Although the scam was plucked in time and the money being returned to the customers, the police have made it clear that banks need to upgrade their security systems, considering the trend this particular case could set.
The modus operandi was to clone cards of customers and withdraw money from ATMs. Card cloning is the process of using a skimming device to fraudulently copy a bank customer’s data stored on the magnetic stripe of a debit or credit card. While the process itself is not new, the method used by fraudsters in this case to acquire the customer data, was unique.
The first step was to identify a legitimate 16-digit card number of an existing customer, followed by the personal identification number or PIN.
To identify a legitimate card number, an online bus ticketing platform was used. A random set of numbers were being entered into the payment portal of the website, to identify authorised card number. Since the first six digits of a card number are common to every customer and make up the identification number of the bank, their options were limited to guessing the last 10 digits. In this way, 3,500 authentic card number was identified.

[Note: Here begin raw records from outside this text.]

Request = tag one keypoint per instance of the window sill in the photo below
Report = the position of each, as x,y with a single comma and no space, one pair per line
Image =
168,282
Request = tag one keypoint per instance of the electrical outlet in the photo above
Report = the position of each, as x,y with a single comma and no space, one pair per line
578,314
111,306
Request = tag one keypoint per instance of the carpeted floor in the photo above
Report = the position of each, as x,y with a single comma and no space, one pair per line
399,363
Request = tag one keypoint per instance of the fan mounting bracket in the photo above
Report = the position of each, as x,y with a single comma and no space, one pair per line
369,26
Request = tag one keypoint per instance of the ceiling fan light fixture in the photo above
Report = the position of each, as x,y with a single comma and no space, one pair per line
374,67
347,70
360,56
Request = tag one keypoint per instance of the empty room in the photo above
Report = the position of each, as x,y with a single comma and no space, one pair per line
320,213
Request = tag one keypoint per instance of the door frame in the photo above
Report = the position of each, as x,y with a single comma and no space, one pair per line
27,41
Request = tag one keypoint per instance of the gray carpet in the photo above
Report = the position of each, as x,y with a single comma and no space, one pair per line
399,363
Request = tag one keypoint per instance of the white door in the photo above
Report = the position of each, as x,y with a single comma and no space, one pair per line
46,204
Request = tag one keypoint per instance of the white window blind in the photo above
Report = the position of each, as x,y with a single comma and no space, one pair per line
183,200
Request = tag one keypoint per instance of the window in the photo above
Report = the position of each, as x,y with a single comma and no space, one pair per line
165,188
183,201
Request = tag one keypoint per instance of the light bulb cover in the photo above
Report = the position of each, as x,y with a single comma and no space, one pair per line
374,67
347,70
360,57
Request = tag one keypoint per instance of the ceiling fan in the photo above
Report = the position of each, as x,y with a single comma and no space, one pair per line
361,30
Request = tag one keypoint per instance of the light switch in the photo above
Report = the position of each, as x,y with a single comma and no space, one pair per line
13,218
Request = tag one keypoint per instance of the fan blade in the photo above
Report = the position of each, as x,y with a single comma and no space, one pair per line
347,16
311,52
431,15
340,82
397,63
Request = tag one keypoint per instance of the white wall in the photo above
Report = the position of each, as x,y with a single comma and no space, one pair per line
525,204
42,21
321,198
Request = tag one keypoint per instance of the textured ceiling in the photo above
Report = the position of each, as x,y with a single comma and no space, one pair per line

To acquire the PIN, the fraudsters took advantage of ICICI bank’s faulty procedure of validating the account details, even if a customer approached them using an unregistered mobile number. They began calling up the bank’s customer care service on behalf of each of the 3,500 accounts, on the pretext of inquiring about the account balance, and tried to validate the PIN through random attempts. In this way, they succeeded in cloning over 1,000 accounts, and siphoning off Rs 3 crore.
The fraudsters knew better than concentrating all the withdrawals in one geographical area. Although Cyberabad police unearthed the scam, only a small fraction of the fraudulent transactions actually happened in Hyderabad limits. However, it was only when the concerned bank’s internal checks revealed suspicious activities, that the authorities approached the police. But other banks, with lesser turnovers or with losses, may not conduct internal checks, thereby putting the customers’ money at risk, say officials.